[原子力産業新聞] 2002年11月21日 第2162号 <1面>

[原子力委員会] サイクルのあり方考える検討会

原子力委員会は18日、核燃料サイクルのあり方を考える検討会の初会合を開いた(=写真)。

東電の不正問題などを契機に核燃料サイクル政策に対する厳しい目が原子力発電所の立地する地元自治体等から注がれるなかで、今後、核燃料サイクルの全体像はどうあるべきなのかなどの具体的な検討を進めるうえで各層の意見を聞くため設けた検討会。この日、敦賀市の河瀬一治市長、岩本忠夫双葉町長、安達公司柏崎市助役の三氏が出席し、東電問題や今後の核燃料サイクル政策への見解を述べた。

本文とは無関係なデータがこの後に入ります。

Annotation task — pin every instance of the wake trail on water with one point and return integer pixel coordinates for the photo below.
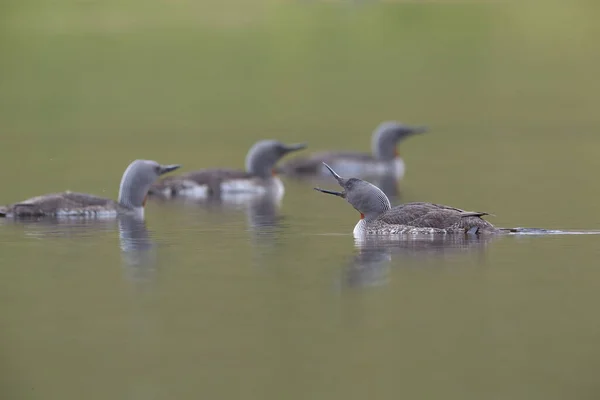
(540, 231)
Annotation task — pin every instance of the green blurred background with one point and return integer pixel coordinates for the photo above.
(510, 91)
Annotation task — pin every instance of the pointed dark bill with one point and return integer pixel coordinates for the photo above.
(418, 129)
(340, 194)
(168, 168)
(295, 147)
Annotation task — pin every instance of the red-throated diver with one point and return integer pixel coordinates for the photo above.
(257, 179)
(384, 159)
(136, 180)
(377, 216)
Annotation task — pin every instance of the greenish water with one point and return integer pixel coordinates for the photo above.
(271, 303)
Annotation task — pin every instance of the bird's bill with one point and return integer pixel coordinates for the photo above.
(295, 147)
(168, 168)
(339, 194)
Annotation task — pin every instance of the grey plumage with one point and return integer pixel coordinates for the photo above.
(260, 163)
(136, 181)
(377, 215)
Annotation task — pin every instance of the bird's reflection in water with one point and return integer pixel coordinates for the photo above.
(138, 251)
(370, 266)
(264, 223)
(41, 228)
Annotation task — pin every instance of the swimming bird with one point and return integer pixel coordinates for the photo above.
(136, 180)
(383, 160)
(259, 177)
(378, 217)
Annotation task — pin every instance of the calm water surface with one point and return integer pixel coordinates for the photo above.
(267, 302)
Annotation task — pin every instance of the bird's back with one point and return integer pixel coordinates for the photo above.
(61, 204)
(430, 215)
(209, 180)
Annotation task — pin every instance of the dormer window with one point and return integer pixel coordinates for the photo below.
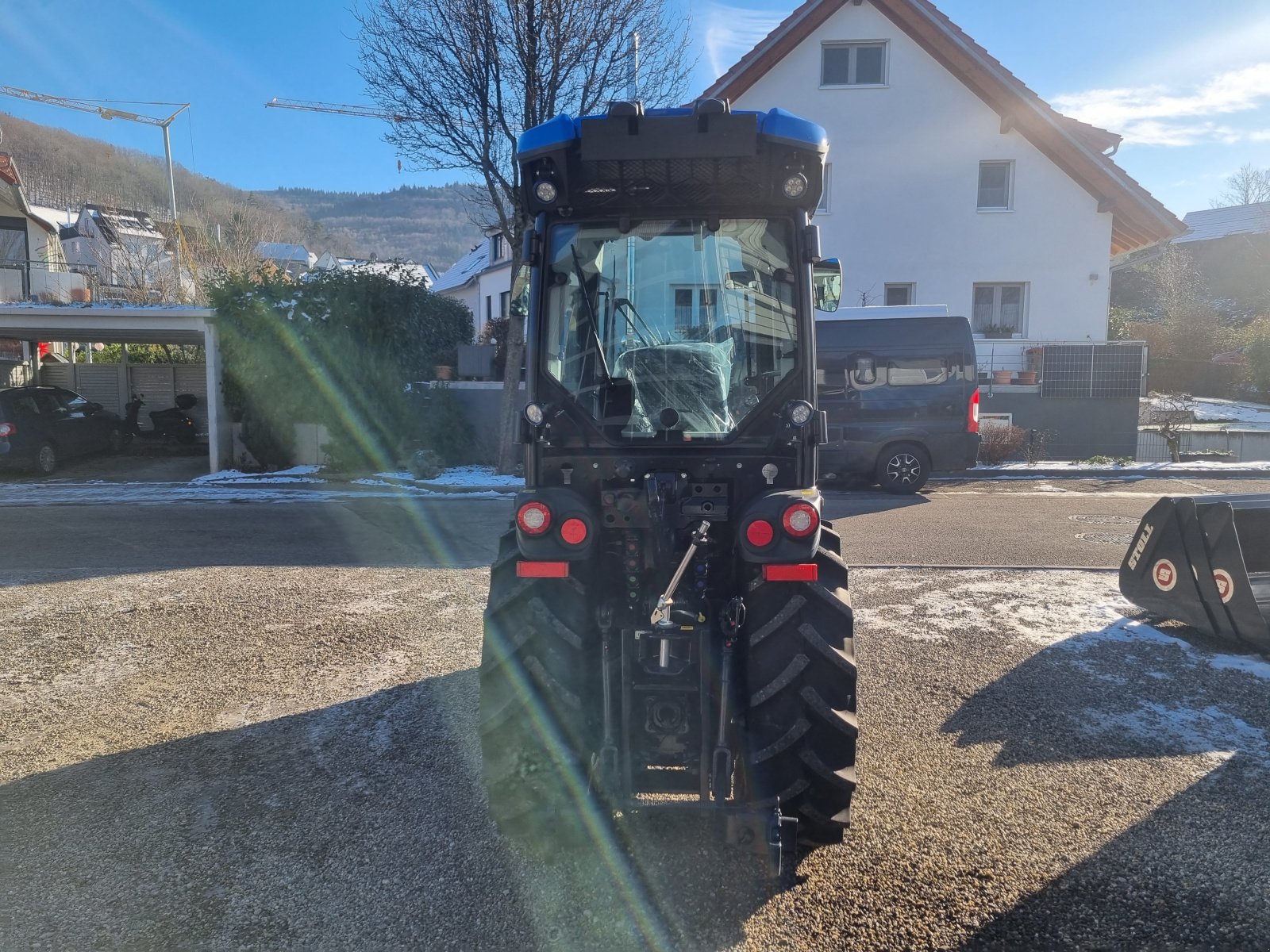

このなかで河瀬市長は、今回の東電問題に関して「大変遺憾なこと」としながら、国の指導力の欠如や基準のあいまいさなどを指摘し、国に対して国民の信頼回復にむけた取り組みを要望した。その際、「いいことも悪いこともしっかり広報することが大事」との考えを示した。核燃料サイクル政策については、高速増殖原型炉もんじゅにもふれながら「技術を確立し、すばらしいものにしてもらいたい。それが地元の誇りにもなる」として技術の確立を進めていくべきとの見解を示した。

岩本双葉町長は、東電問題に関して、30数年にわたり地元との信頼関係を損ねる事態に「やりきれない気持ちだ」と率直な心情をあかし、今回の問題がモラルの問題であるとの認識を示したうえで検査員の質的な向上など国に検査体制の強化を求めた。一方核燃料サイクルに関しては「日本のエネルギー政策に誤りがあるから今回の不正が生じたとは考えない」として、今後も着実に政策の進展をはかるべきとの姿勢を示した。

柏崎市の安達助役も東電問題に関しては「本当に残念」とし、不正を把握できなかった体制に問題があるとの考えを示したうえで、信頼回復にむけ、随時立ち入り検査ができるよう地元部隊の増強などを求めた。